After receiving the endorsements of local law enforcement leaders in New Hampshire, Christie was asked why the head of the New Jersey State PBA is a vocal opponent, and quickly responded, “He is a pension pig. That’s what he’s always been about. It’s about feeding at the trough as much as he possibly can. That’s what they’ve always been about.” The union president quickly lashed back, calling Christie “a man who has proven time and again he will say and do whatever it takes to claw his way to the next political position.”

The George Washington Bridge lane closure story that dogged Christie’s administration over the last two years rarely comes up while he campaigns in New Hampshire, but the story does remain active as trials for two of his former allies, Bridget Kelly and Bill Baroni, were pushed back to at least April, well after New Hampshire and other early states will cast their primary ballots. A panel of New Jersey lawmakers investigating the scandal last year found no evidence the governor himself was aware of the plot.

Until now, Christie hasn’t been a clear public target among many of his rivals in New Hampshire, and hasn’t had to sustain many attacks from the other candidates yet, though a new ad from the Super PAC supporting John Kasich, New Day For America, recently poked at New Jersey’s $10.2 billion structural deficit.

Through the heat of the summer and the foliage of New England’s fall, Christie worked at retail politics and introduced himself to strangers at places like the Portsmouth Seafood Festival, Manchester’s Puritan Backroom Restaurant, and a NASCAR race in Loudon.
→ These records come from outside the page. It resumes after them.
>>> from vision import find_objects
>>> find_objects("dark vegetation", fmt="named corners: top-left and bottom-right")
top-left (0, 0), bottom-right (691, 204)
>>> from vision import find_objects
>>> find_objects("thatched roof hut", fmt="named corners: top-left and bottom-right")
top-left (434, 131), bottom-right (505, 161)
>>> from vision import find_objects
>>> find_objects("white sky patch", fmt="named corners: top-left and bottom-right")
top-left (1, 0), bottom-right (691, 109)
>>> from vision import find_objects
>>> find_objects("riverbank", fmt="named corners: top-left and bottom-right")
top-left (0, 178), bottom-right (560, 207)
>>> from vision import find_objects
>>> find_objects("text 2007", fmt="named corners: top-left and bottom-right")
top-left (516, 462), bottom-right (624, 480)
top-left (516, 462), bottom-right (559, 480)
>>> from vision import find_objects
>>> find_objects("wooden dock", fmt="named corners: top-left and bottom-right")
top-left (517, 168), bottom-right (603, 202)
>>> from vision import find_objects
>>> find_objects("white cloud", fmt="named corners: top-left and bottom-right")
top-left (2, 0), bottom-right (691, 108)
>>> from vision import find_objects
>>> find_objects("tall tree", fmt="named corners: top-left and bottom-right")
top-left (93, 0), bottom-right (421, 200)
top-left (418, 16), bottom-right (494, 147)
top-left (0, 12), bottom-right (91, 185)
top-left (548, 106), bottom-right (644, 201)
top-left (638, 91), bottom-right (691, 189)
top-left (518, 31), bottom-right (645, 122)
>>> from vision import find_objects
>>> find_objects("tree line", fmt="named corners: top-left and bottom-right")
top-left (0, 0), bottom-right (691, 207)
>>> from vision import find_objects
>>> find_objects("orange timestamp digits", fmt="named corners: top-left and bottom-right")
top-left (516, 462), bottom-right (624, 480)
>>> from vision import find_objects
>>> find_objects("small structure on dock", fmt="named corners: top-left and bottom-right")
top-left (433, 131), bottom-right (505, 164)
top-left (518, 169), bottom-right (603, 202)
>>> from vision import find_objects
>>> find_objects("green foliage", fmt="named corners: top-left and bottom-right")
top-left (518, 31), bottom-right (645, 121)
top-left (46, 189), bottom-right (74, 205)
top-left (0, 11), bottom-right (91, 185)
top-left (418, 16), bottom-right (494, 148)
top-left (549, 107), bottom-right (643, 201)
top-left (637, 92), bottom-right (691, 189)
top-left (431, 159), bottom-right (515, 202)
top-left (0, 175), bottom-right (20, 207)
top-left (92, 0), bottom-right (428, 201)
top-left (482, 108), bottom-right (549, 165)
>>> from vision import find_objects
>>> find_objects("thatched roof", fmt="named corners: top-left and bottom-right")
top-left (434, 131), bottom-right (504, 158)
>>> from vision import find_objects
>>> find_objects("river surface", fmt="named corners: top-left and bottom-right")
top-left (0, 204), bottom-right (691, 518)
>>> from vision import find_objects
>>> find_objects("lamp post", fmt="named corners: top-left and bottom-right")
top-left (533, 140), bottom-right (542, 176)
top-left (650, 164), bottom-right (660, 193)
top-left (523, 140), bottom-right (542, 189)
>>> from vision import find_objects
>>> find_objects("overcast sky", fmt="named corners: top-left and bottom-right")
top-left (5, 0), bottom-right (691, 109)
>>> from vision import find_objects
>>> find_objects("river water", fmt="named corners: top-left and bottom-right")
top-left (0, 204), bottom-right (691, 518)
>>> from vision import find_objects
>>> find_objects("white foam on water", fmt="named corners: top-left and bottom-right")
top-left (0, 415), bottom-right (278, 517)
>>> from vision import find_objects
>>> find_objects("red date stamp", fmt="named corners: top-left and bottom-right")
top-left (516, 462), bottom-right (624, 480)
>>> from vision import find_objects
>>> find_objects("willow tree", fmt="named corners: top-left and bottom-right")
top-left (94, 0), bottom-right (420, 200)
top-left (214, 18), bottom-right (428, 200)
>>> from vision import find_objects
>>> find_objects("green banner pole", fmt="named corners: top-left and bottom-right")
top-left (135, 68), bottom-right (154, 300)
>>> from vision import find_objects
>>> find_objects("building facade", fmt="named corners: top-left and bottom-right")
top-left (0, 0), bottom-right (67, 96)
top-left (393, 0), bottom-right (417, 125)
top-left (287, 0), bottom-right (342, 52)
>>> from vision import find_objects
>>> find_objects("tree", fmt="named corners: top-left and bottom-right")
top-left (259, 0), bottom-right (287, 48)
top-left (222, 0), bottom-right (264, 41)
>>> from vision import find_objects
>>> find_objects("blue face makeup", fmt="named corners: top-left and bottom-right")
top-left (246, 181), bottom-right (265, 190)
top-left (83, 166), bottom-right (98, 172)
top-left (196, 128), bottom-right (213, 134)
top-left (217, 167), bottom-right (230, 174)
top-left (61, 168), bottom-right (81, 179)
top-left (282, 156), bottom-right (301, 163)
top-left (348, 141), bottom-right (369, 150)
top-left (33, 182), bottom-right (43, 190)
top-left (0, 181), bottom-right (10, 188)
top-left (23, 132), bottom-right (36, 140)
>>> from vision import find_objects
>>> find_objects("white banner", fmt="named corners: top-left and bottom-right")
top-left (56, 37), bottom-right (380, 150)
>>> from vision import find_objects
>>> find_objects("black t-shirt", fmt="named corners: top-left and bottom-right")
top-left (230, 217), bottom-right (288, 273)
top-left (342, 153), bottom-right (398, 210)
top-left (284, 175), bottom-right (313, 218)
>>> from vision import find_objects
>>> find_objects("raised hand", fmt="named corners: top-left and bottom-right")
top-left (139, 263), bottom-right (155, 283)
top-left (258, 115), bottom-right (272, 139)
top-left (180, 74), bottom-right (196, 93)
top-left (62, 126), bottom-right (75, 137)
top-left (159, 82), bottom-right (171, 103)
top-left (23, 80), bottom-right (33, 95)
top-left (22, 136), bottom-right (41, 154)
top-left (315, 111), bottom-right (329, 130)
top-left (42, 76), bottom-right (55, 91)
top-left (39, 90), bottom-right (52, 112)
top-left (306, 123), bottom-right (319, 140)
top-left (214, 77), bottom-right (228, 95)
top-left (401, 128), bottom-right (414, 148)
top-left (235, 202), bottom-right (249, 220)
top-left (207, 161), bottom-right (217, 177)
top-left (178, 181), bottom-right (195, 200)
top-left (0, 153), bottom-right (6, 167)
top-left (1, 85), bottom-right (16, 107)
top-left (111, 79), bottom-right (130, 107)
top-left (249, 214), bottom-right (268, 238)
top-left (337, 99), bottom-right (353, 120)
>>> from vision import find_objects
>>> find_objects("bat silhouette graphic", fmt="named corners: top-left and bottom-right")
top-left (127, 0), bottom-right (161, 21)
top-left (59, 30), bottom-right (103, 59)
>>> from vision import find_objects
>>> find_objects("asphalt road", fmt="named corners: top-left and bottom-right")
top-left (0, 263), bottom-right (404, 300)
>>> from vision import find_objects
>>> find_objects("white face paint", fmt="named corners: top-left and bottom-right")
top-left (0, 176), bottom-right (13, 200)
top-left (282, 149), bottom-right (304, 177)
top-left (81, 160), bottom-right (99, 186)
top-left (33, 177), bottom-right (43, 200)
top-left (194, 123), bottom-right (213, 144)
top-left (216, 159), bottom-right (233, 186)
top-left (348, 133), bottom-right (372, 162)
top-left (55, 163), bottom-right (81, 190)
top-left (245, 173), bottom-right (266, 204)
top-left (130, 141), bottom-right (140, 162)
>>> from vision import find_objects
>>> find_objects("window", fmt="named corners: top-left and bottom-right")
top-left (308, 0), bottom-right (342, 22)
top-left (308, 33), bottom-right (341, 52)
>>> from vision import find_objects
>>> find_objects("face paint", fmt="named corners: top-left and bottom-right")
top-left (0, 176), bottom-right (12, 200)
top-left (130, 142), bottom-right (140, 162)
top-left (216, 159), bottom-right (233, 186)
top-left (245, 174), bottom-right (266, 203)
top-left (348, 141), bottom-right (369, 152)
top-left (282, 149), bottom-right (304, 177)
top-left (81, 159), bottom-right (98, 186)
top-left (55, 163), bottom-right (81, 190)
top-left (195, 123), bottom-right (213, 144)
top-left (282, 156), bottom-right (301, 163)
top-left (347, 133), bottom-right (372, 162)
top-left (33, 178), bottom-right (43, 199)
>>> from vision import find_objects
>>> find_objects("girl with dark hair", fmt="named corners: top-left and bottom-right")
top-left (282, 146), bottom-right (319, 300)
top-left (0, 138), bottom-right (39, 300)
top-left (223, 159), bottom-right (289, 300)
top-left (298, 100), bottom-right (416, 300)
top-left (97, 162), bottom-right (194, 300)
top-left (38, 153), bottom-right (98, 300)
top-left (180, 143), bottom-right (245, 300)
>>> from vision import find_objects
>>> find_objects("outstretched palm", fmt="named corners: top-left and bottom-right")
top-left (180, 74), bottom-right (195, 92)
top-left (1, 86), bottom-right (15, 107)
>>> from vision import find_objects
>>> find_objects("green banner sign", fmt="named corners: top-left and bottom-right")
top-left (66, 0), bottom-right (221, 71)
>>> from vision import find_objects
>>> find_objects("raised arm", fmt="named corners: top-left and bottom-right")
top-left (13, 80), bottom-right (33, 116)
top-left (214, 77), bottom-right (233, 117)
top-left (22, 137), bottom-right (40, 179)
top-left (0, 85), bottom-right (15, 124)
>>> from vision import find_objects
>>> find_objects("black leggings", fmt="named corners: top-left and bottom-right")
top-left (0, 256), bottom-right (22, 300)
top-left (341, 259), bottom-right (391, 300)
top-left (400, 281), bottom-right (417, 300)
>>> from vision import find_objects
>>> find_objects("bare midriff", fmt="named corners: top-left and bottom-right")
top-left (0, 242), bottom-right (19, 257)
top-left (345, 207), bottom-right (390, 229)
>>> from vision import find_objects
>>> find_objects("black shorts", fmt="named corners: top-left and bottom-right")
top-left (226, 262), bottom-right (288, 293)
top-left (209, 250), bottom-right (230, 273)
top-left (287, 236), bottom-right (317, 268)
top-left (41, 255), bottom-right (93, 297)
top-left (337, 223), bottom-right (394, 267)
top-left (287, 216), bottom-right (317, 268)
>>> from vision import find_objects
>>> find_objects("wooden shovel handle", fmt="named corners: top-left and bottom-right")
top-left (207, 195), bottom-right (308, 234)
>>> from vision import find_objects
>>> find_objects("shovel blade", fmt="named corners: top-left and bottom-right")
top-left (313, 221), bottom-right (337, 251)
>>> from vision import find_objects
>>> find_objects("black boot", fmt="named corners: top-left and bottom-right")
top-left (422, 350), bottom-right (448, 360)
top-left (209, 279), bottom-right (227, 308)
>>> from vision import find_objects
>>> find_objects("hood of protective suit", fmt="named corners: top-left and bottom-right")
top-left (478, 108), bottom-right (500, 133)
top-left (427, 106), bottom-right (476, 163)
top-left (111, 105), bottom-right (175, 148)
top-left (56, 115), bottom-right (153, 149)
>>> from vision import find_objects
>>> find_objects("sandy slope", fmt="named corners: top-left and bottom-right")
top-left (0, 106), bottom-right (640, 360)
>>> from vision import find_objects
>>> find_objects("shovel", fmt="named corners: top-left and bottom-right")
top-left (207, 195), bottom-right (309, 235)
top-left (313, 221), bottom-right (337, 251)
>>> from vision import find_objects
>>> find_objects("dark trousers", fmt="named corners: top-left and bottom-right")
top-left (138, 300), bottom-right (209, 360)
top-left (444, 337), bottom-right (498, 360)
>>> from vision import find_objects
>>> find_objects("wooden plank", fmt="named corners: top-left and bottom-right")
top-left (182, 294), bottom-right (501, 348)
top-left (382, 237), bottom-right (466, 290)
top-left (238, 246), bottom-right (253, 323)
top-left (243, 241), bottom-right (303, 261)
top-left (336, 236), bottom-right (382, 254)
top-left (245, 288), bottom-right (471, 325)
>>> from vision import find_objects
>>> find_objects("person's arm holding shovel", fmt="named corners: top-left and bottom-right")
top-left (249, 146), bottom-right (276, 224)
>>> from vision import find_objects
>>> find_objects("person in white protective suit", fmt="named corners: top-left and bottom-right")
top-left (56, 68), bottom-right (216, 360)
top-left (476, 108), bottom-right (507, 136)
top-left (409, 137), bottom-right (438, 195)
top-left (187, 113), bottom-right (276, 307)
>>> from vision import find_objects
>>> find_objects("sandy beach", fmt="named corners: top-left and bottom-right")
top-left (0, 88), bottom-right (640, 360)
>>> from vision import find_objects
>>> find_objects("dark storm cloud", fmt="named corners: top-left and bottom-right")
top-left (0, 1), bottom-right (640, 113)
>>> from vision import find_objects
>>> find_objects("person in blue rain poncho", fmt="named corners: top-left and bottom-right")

Christie’s team plans to keep building on the support they have by continuing to do it how they have been -- the “New Hampshire way” -- in courting voters one-by-one in town hall settings and by greeting residents where they already are. It worked for John McCain eight years ago, after the Arizona senator earned the Union-Leader endorsement. But this year Donald Trump stands in the way of everyone else, and Christie and much of his competition in the more “establishment” lane are splitting the non-Trump support.

“People have been asking me all along, ‘you’ve been working really hard up here, when is all that hard work going to pay off?’” Christie told reporters recently. “I think you’re starting to see it pay off. You know, the hardest thing about this race for any of us is to be patient. I’ve worked hard at being patient in this race.”